It's going to depend on what the story is. I'd rather have the story begin in the right place. Noi and his sister have a perilous hatching and a perilous early life. Make that good enough and you don't need the human conflict.
Is your back cover blurb going to say that the dragons are major characters, that their struggle is an essential part of the story? Then you're writing for readers who are prepared to accept them as protagonists ... so long as the story is good.
Heinlein started =Starship Troopers= in an action scene, then went back and gave the history. But the struggle in his history was incidental. The struggle in yours is essential to the story.
There's a humorous example in =The Hunting of the Snark=, =Fit the Third=:
There was silence supreme! Not a shriek, not a scream, Scarcely even a howl or a groan, As the man they called "Ho!" told his story of woe In an antediluvian tone.
"My father and mother were honest, though poor—" "Skip all that!" cried the Bellman in haste. "If it once becomes dark, there's no chance of a Snark—We have hardly a minute to waste!"
"I skip forty years," said the Baker, in tears, "And proceed without further remark To the day when you took me aboard of your ship To help you in hunting the Snark.
"A dear uncle of mine (after whom I was named) Remarked, when I bade him farewell—" "Oh, skip your dear uncle!" the Bellman exclaimed, As he angrily tingled his bell.
"He remarked to me then," said that mildest of men, "'If your Snark be a Snark, that is right: Fetch it home by all means—you may serve it with greens, And it's handy for striking a light."
The start doesn't have to be an action scene.

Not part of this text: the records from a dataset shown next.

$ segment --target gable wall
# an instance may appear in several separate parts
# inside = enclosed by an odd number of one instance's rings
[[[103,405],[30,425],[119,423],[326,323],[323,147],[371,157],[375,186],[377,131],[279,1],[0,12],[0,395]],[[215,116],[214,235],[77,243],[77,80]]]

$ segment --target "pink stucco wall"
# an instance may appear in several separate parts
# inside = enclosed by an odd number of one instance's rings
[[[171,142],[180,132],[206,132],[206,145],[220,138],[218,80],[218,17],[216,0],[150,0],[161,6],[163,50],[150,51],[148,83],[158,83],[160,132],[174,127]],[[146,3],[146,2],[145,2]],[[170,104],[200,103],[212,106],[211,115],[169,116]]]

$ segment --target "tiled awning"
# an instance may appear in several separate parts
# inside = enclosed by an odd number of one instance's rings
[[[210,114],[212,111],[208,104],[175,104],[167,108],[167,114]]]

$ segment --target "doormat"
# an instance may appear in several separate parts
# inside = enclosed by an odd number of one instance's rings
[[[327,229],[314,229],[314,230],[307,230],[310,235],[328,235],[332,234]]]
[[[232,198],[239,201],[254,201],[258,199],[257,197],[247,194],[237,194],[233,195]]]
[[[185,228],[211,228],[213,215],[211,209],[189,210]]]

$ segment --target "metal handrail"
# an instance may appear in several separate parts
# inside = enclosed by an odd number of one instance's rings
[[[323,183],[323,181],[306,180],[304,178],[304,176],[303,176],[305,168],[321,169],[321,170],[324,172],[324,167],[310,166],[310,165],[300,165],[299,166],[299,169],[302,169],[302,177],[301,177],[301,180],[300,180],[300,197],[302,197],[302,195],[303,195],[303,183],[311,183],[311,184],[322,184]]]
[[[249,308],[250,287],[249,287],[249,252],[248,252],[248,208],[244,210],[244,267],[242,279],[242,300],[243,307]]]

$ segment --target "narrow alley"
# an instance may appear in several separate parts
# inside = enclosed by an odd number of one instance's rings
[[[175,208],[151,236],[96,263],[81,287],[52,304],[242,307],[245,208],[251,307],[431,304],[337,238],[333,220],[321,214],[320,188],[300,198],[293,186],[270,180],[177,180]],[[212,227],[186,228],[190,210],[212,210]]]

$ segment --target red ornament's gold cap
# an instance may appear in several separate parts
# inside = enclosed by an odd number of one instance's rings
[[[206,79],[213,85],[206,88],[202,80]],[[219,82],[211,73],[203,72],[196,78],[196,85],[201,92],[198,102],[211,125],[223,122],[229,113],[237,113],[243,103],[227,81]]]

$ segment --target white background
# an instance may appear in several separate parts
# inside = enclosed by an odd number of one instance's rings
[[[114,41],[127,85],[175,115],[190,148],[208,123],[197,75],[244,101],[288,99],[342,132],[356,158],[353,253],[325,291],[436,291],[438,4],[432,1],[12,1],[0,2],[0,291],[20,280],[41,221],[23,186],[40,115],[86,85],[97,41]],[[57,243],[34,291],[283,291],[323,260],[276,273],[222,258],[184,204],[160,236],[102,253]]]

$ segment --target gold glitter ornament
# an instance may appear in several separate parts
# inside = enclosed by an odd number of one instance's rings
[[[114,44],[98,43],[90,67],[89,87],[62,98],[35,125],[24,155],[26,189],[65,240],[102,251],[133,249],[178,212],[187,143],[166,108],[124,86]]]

It has to be a point of departure, a place where the reader is ready to accept =Interesting Story Begins Here=. Action tends to involve jeopardy, so it's an easy place to start. But it's also a cheap start, almost a cliche.
Of course, if you're a fan of James Bond movies, opening with a chase scene that would be the high point of most movies is one of the conventions that define your genre. But compare that to the opening of =The Fast and the Furious=. I've never watched past the opening, but that opening is a =story= of its own, not just smash-crash-wake-to-find-Amy-suturing-you.
Make us care whether tha dragons survive. Make them characters-- Actually, you've already done that. Their opening is stronger that the openings of your human characters.